Un ancien électricien de Ford, Kurt Kromm, âgé de 60 ans, prévoit de poursuivre son ancien employeur après avoir été licencié pour le vol présumé d’un paquet de cookies d’une valeur de 1,95 dollar (1,70 euro), un achat qu’il affirme avoir effectué, rapporte TopTribune.
Kromm, qui a travaillé pendant onze ans dans une usine de Ford au Kentucky, a été licencié en mai dernier.
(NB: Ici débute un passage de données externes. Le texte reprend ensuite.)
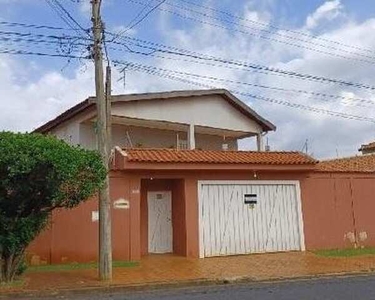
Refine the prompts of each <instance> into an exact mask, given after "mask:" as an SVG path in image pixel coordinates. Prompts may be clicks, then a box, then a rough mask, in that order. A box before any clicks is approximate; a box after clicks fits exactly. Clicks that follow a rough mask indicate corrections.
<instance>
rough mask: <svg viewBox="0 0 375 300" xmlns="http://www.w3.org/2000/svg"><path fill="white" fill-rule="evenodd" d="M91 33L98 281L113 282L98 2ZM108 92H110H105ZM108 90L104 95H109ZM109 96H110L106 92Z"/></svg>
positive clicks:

Selon ses déclarations rapportées par le New York Post, il aurait acheté le paquet de cookies pendant son service de nuit dans une borne en libre-service réservée aux employés. Lors de la tentative de paiement, un message d’erreur rouge serait apparu sur le terminal. Après avoir réessayé avec sa carte bancaire, il a cru que la transaction avait été acceptée. « Je me suis dit que c’était probablement passé », a-t-il expliqué.
Une semaine plus tard, Kromm a été informé de son licenciement et escorté hors de l’usine, sans avoir eu l’occasion de défendre sa position. Il a ensuite présenté un relevé bancaire prouvant que le paiement avait bien été réalisé.
Ford lui propose de réintégrer l’entreprise
Après avoir évalué les preuves fournies par Kromm, Ford lui a versé 33 000 dollars correspondant aux arriérés de salaire et lui a proposé de réintégrer l’usine, une offre qu’il a refusée. Son avocat a qualifié l’accusation de vol de « fausse » et a déclaré que les preuves pour le prouver étaient disponibles dès le début. Ils envisagent plusieurs recours judiciaires, notamment pour diffamation. « Ni Aramark, ni Ford n’ont publié de rétractation et, à ce jour, personne n’a blanchi » son client, a-t-il dénoncé.
De son côté, Ford refuse de commenter une éventuelle procédure judiciaire mais reconnaît avoir connaissance de « quelques problèmes » liés au fonctionnement des bornes Aramark et travaille avec l’entreprise pour les résoudre. Aramark a également souligné son engagement envers « l’intégrité et la responsabilité ». Kromm critique son syndicat, United Auto Workers, pour ne pas l’avoir soutenu efficacement. Un autre ancien employé de Ford a révélé avoir été licencié en avril, également accusé à tort d’avoir pris des cookies d’une borne similaire. Le syndicat a confirmé qu’il examine cette affaire.